Pretty pitiful-looking kayakers, if you ask me! So, we put on our life jackets and went to the zodiacs. I thought I overheard several of the passengers muttering about how loony it seemed to be in a kayak in these waters! We would not be deterred! Wulaia Bay is a lovely sheltered bay, relatively shallow, and, for our trip, the tides were in-between coming in and going out. This meant we would probably not be lost at sea in a kayak! Ivan and I thought we were going to be in a double, but, at the last minute, a man signed his two sons up, one of whom had never been in a kayak! Ergo, the solitary double went to the young boy and one of the guides. It's been awhile since I was in a solitary kayak - and that time I was in a sea kayak with a functioning rudder! - so the track of my little kayak looked like Magellan's track as he attempted to round Cape Horn! First I went to the right, then the left, then straight for awhile, then left again, etc. I think I covered nearly twice the distance as the others did. We saw some tiny octopuses in the kelp beds and, on the way back to shore, I spotted an Andean Condor, a bird which most of the travelers had not yet seen. It was doing that Condor thing of circling very high in the sky, but, seen with binoculars, clearly had the white ruff around its neck. Truly an exciting bird to see! Anyway, here is a photo Ivan took of me as we concluded our kayaking in Wulaia Bay:

Dec. 13 - Back to the Stella

On our way back to the Stella in the zodiac, we were delighted when our pilot took us over to an island on which several Southern, or South American, Sea Lions were roosting. These animals were huge! Of course, I've never actually been very close to a California Sea Lion, but the ones shown in the photos below seemed simply enormous! I apologize for the blurriness of the photos. We were bobbing up and down on the seas that were crashing into the rocks the sea lions were resting on, and I had not intended to take any photos, but something caught my attention on that rock. There was a bird of prey standing near the large sea lion at the top. I wasn't sure exactly what it was. Ivan and I knew it was not a skua based on the way it was standing, but we had not seen this bird before and we were flummoxed! When we returned, I sought out Carlos, the ship's bird person. He told me it was a Striated Caracara and they they hang out around the sea lions hoping for a crack at some afterbirth, or maybe even a newborn. So, these photos, bad as they are, are presented here as images of the one and only Striated Caracara we saw!
The Striated Caracara stands 2 feet tall.
See why I thought the sea lions were HUGE?!
This was taken from a slightly different angle, but is a better photo of the Caracara.

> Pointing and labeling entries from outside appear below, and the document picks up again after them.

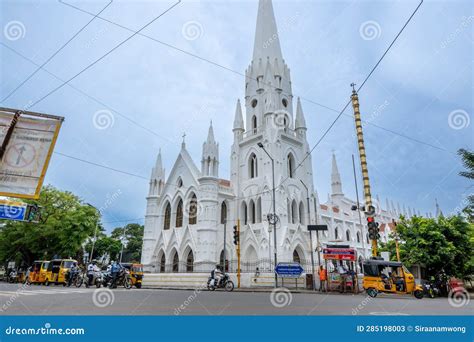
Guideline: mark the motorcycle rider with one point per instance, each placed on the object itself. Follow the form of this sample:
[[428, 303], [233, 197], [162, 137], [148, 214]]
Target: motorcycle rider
[[92, 268], [216, 275], [72, 273]]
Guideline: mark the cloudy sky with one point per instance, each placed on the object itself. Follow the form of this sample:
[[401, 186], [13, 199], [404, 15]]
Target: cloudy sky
[[185, 69]]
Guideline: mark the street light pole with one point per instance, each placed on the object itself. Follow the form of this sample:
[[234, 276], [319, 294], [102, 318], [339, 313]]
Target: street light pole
[[310, 237], [274, 212], [95, 234]]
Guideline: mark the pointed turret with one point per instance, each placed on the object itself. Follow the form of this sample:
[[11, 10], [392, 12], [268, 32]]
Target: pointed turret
[[210, 155], [300, 122], [336, 185], [267, 41]]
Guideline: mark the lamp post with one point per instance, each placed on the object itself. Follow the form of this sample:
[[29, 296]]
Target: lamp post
[[274, 211], [95, 233]]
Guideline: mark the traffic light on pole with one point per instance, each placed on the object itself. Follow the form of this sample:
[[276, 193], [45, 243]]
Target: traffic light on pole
[[373, 228], [236, 235]]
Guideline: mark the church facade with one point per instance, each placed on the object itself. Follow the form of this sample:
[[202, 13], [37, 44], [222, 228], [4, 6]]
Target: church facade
[[192, 211]]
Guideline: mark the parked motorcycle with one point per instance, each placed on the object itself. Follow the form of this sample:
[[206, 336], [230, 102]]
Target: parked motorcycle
[[96, 280], [224, 283], [431, 289]]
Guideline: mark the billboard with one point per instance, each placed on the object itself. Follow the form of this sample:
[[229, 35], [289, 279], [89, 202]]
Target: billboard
[[28, 141]]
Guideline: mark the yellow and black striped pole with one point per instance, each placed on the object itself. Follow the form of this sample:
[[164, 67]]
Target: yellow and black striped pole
[[363, 162], [238, 254]]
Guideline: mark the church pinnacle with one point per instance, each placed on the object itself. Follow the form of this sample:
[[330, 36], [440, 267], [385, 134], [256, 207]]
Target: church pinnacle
[[267, 41]]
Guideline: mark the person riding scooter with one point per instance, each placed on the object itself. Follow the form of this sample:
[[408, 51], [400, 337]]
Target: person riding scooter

Dec. 13 - Some thoughts on Cape Horn

I had some quiet moments while we were all roaming around the area of Cape Horn National Park and found myself thinking about all the people who had died in their attempts either to circumnavigate the globe, or merely to discover what was beyond the horizon. These mariners set off, usually from Spain, Portugal, or England, not knowing if they would ever return, not knowing what wonders, or terrors, awaited them. The hardships they encountered were unimaginable to us. They navigated by the stars, they had only each other to ask for advice on setting a course, they had no knowledge of other peoples who might be living in unknown lands. Their journey, described in the book, Over the Edge of the World by Laurence Bergreen, was frightening, awe-inspiring, tragic, but ultimately successful and reading the book gave me a profound respect for what they had done. The memorial sculpture with the albatross in the center is beautiful and seems appropriate. The albatross is a bird forever on the wing or on the sea in search of sustenance, coming to land only to raise young. Most of these mariners to whom the memorial is dedicated were like the albatross, spending their entire adult lives, and ultimately dying on the sea while in search of a type of sustenance. I felt honored to be standing on this ground, looking at the waters that either carried them on in their search or abruptly ended that search. An awe-inspiring legacy.